My ministry team and I have a visioning and brainstorming day at least once a year, where we ask ourselves what our ministry could look like and how are we going to get there. We list everything that we do or want to do, rate it on its impact in the field, and assign responsibilities. After this type of session, we are clear which direction we want to go. It’s at that time that we create goals and plans around our vision.
I recently posted on Twitter the following quote: “The goal shapes the plan. The plan shapes the action. The action achieves the results.

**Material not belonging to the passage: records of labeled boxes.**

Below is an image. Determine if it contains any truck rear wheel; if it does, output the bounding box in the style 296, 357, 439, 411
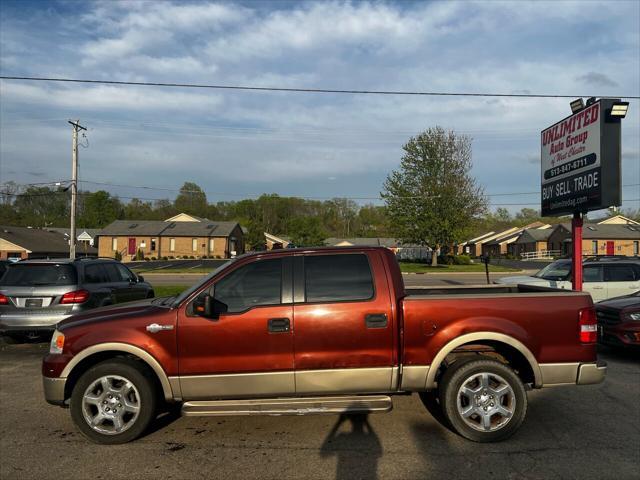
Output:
70, 359, 157, 445
439, 359, 527, 442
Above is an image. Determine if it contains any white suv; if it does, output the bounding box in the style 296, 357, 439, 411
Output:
494, 257, 640, 302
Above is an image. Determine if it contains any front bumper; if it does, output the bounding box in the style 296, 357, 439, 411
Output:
576, 361, 607, 385
42, 376, 67, 406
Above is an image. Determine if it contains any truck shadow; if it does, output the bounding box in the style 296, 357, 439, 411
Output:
320, 414, 382, 480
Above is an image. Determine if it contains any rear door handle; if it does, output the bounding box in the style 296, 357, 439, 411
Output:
364, 313, 388, 328
267, 318, 291, 333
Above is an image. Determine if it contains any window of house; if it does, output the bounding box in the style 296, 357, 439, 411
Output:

The results bring success.”
It seems to be a succinct way of saying, ‘plan and plan well.’ After our visioning and planning day, I ask my team to write up three to five SMART goals for themselves based on the tasks that were assigned to them in our ministry. These goals are usually a part of their performance evaluation process. SMART goals are all about having clear goals that we work towards, and which we get measured on during performance evaluations. SMART stands for:
- S = Specific: no generalized goals in which one never knows if they really accomplished it our not. For instance, “I want to become a better minister” is NOT a specific goal. I have no idea what a goal like that means.
- M = Motivational: goals are meant to motivate you in your work. I want my team to look at their goals each day and be excited about the work that they are doing for God’s church and ministry.

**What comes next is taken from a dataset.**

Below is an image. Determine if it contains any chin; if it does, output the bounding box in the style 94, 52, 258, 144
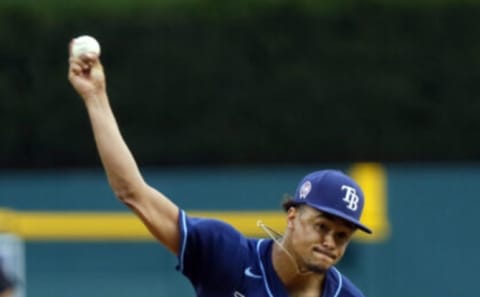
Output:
306, 264, 332, 274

- A = Attainable: this should go without saying, but sometimes I set goals that I could not possibly accomplish in one year. Goals should be realistic. If they are not, they become demotivating, because I know I can’t get it done.
- R = Relevant: goals should make an impact on your ministry and be based on the assigned responsibilities. They should move the ministry closer to its desired vision and make an impact.
- T = Trackable (or time-based): I have to know when a goal is completed. The goal needs a deadline.
Once my goals are written down, I post them somewhere where I can see it everyday in my office. It is a daily reminder of what I set out to do. It’s important to limit it to three to five goals because, any more than that, the likely-hood of accomplishing them all decreases. In the end, the performance evaluation of my team is based solely on these SMART goals that we have set for ourselves. More importantly, these goals lead us to plans, then to action, then to results, then to success in our ministry.
My team wants to make an impact on the churches we serve, which in turn helps churches impact the lives of all God’s people. SMART goals allow us to do that.
Question: What are some of your SMART goals?